Third-Line Therapies (for refractory urgency incontinence):
- Intravesical onabotulinum toxin-A injections 1, 4
- Sacral neuromodulation 1, 4
- Posterior tibial nerve stimulation 1, 4
Mixed Urinary Incontinence
First-Line Treatment:
- PFMT combined with bladder training is the recommended approach with strong recommendation and moderate-quality evidence 1
- Address obesity with weight loss and exercise programs 1
For stress-predominant mixed incontinence, follow the stress incontinence algorithm. For urgency-predominant mixed incontinence, follow the urgency incontinence algorithm after initial combined behavioral therapy 1.

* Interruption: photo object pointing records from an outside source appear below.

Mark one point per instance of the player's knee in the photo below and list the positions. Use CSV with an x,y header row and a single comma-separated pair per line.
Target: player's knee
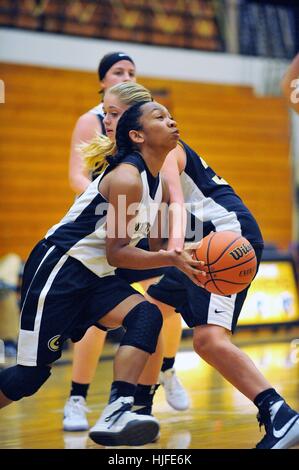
x,y
143,325
210,340
22,381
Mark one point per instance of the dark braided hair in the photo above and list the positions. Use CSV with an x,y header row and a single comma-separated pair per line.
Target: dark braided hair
x,y
129,120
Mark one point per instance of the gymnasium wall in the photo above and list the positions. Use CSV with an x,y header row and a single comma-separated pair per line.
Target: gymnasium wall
x,y
244,138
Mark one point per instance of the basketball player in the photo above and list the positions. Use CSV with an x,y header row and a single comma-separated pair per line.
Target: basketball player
x,y
115,67
215,206
290,84
70,275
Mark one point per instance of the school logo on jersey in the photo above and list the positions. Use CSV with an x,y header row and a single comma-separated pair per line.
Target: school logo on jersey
x,y
240,251
53,343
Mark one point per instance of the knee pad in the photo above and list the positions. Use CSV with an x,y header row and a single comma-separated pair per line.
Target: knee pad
x,y
143,325
22,381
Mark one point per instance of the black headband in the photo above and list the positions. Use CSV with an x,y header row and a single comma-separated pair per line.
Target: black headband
x,y
109,60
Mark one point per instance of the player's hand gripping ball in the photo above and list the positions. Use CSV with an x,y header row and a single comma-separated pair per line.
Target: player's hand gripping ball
x,y
230,262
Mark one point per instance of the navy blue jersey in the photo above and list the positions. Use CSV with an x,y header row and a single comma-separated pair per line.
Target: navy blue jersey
x,y
212,203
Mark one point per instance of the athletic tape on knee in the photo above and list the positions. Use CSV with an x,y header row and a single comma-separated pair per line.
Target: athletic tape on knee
x,y
21,381
143,325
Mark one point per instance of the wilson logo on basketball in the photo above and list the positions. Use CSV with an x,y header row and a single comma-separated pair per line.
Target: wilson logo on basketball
x,y
240,251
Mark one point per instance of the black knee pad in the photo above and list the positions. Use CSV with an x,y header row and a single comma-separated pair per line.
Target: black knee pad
x,y
22,381
143,325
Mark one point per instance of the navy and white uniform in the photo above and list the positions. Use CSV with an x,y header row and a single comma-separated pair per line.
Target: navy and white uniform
x,y
68,284
214,206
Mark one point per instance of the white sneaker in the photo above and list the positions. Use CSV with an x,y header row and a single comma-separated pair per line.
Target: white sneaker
x,y
118,426
175,393
75,414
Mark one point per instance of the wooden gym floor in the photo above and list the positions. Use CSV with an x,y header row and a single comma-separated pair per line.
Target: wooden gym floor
x,y
219,416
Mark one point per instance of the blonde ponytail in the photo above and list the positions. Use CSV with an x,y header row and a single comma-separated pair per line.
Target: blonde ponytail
x,y
95,153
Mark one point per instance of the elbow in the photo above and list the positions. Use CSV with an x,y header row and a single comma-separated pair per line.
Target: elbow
x,y
112,258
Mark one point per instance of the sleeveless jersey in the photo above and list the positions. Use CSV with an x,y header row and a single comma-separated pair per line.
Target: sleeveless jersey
x,y
212,202
82,231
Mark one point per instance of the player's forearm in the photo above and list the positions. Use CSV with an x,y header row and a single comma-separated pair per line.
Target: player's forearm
x,y
177,228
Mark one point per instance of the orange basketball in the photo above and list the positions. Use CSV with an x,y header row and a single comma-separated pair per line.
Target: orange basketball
x,y
230,262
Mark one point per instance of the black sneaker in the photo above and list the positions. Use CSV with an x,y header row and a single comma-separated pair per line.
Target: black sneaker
x,y
281,425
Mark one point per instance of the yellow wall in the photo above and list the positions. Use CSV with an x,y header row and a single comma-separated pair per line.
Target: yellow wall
x,y
244,138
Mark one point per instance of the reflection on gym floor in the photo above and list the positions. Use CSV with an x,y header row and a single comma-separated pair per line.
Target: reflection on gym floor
x,y
219,417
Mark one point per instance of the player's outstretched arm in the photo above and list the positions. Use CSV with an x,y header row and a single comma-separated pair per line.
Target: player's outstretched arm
x,y
85,129
290,84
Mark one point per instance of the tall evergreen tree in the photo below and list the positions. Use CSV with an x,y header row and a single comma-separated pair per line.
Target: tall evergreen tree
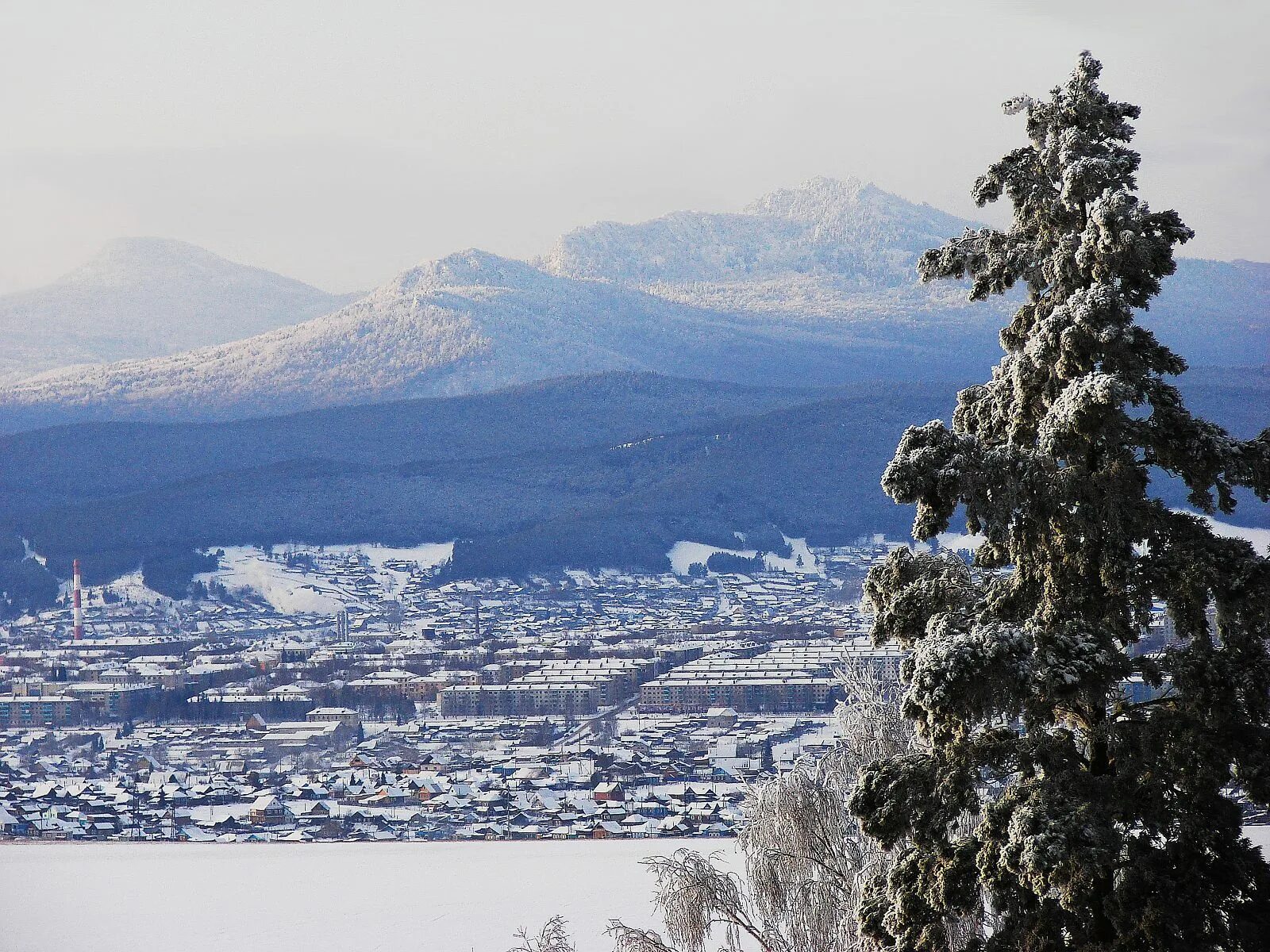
x,y
1075,816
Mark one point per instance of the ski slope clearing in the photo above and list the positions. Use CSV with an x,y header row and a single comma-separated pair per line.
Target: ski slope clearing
x,y
800,560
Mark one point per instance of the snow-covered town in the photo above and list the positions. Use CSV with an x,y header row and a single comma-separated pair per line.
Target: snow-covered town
x,y
356,693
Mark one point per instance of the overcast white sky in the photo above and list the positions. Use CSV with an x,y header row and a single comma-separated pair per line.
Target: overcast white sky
x,y
341,143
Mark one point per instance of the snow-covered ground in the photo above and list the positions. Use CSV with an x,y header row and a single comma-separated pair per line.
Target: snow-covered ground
x,y
683,554
286,589
323,898
330,898
294,590
1260,539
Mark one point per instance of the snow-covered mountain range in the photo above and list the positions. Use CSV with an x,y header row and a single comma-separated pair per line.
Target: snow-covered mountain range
x,y
143,298
813,285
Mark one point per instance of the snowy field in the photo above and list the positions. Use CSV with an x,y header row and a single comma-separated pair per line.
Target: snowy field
x,y
321,898
327,898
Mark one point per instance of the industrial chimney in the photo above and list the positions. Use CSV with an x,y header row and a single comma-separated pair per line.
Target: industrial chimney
x,y
79,605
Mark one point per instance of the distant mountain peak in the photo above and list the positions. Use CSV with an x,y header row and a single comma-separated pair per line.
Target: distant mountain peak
x,y
129,258
146,296
469,268
816,194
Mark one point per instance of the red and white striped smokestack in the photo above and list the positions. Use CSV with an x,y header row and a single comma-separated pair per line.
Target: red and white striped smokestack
x,y
79,605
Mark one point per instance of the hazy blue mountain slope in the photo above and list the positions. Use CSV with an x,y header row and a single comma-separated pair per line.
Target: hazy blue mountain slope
x,y
609,470
470,323
812,286
143,298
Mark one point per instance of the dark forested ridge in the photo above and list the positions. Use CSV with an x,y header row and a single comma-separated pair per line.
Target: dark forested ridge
x,y
594,471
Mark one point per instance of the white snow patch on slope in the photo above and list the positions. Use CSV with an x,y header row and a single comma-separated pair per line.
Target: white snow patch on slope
x,y
286,589
685,554
1260,539
959,541
425,556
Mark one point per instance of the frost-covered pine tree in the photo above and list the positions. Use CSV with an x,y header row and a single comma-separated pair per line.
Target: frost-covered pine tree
x,y
1075,816
806,860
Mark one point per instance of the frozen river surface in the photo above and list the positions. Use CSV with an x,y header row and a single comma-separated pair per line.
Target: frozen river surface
x,y
319,898
325,898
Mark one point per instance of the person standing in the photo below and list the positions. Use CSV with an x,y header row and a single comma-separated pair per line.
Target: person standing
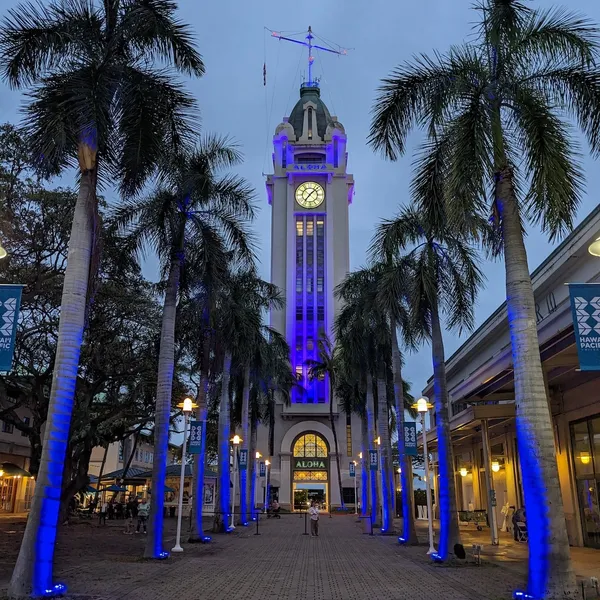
x,y
313,511
143,512
103,511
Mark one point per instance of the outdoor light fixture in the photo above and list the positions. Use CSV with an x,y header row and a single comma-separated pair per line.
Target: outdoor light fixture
x,y
594,247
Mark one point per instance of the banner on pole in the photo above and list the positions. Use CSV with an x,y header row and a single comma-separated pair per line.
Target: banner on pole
x,y
10,302
585,305
373,460
195,437
410,438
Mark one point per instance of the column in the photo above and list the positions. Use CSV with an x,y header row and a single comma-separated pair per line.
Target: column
x,y
489,482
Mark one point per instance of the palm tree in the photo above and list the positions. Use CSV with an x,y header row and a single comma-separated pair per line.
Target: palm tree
x,y
326,365
97,103
195,221
444,279
241,300
498,108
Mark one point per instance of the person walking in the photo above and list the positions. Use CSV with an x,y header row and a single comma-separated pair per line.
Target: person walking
x,y
143,512
313,511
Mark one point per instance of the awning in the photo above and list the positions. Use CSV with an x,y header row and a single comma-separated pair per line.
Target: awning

Special Populations and Considerations
Postmenopausal women:
- Vaginal estrogen formulations may improve stress and urgency symptoms 1, 4
- Avoid transdermal estrogen as it worsens incontinence 1
- Mid-urethral slings remain safe and effective surgical options 4
Obese women (BMI ≥30):
- Weight loss combined with exercise is a strong recommendation with moderate-quality evidence 1
- Even modest weight loss (5-10% body weight) can significantly improve symptoms 1
Vulnerable populations (age >65 years, nursing home residents, Medicare home care recipients) require particular attention as at least 50% do not report incontinence to physicians 1.
Critical Clinical Pitfalls to Avoid
Do not prescribe systemic pharmacologic therapy for pure stress incontinence - it is ineffective and represents inappropriate care 1
Do not start with pharmacologic therapy for any type of incontinence - nonpharmacologic therapies have large magnitude of benefit, low adverse effects, and are more cost-effective 1
Do not choose oxybutynin as first-line antimuscarinic - it has the highest discontinuation rate and worst tolerability profile 1
Do not overlook reversible causes including urinary tract infections, metabolic disorders, excess fluid intake, delirium, and medications that worsen incontinence 1
Do not perform urodynamic studies routinely - they are not indicated for uncomplicated incontinence and do not change initial management 1, 5
Incontinence Management Strategies
For all patients with urinary incontinence, discuss containment products including pads, liners, absorbent underwear, and barrier creams to manage symptoms while pursuing definitive treatment 1. These strategies significantly improve quality of life even when cure is not achieved.